Sementara itu, Richard Achmad, Direktur Lembaga Kajian dan Pembangunan Sosial Ekonomi (LKPSE) juga menilai, dari hasil audit yang dilakukan Badan Pemeriksa Keuangan (BPK), berupa Pemeriksaan Dengan Tujuan Tertentu (PDTT) Nomor. 10/S/IX-XX.2/01/2015 tersebut, menyatakan bahwa aksi korporasi IPO, yang dilakukan Mitratel, dapat menyebabkan potensi kerugian negara.
Lebih lanjut diungkapkan, berdasarkan hasil review Badan Pengawasan Keuangan dan Pembangunan (BPKP) Nomor: LR-5/D502/2/2015 dinyatakan bahwa, proses Share Swap sudah mengalami proses kajian aturan hukum, kajian bisnis dan potensi keuntungan keuangan Telkom.
“Sedangkan IPO sama sekali tidak memberikan nilai lebih untuk keuangan Telkom, justru malah membuat Telkom merugi,” ujar Richard.
Perihal IPO, lanjutnya, opsi ini memang memberikan nilai positif bagi TLKM, namun dirasa belum optimal, karena nilai valuasi saat IPO berada dibawah peer-nya, maka akan dijual dengan murah. Apalagi saat ini harga saham Telkom sudah turun, maka Telkom pun akan merugi Rp 33 triliun. IPO pun dalam hal ini dinilai belum banyak memberi manfaat.

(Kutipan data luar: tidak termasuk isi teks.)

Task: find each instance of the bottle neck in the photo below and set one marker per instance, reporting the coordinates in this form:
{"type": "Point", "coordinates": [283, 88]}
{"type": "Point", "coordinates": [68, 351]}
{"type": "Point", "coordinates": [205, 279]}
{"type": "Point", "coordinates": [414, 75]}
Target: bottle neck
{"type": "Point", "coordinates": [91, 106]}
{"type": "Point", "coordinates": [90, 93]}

Sementara untuk Share Swap, kata Richard, berpotensi akan ada penambahan Rp 1,7 triliun dan manfaat monetary dari net financial debt senilai Rp 2,7 triliun akan memberikan manfaat besar kepada TLKM dibandingkan dengan IPO.
“Tidak hanya jangka pendek melainkan jangka panjang,” ujar Richard.
Oleh karena itu, Richard menyatakan, terkait dengan Mitratel, sesuai dengan hasil audit BPK, BPKP, dan Jamdatun, alangkah baiknya aksi Share Swap bisa diselesaikan bulan ini, agar saham TLKM tidak merugi dan turun terus hingga Rp 33 triliun.
Apung menambahkan, KPK dan OJK harus berperan aktif dalam menyelamatkan aset Mitratel dengan memberikan pendapat hukum seperti BPK, BPKP, dan Jamdatun agar tidak menimbulkan kegelisahan publik akan ketidakpastian yang dilakukan Mitratel.
Pemerintah pun dianggap perlu meninjau ulang proyek SingTel-3 yang berisi pengelolaan data base kependudukan dan e-government.
“Pemerintah juga perlu melihat dengan seksama, apabila proyek ini dikerjakan di Singapura, maka keuntungannya sudah pasti akan dinikmati disana. Dan apabila terjadi indikasi korupsi, maka akan sulit bagi BPK untuk mengungkapnya, seperti yang terjadi pada Petral,” papar Apung.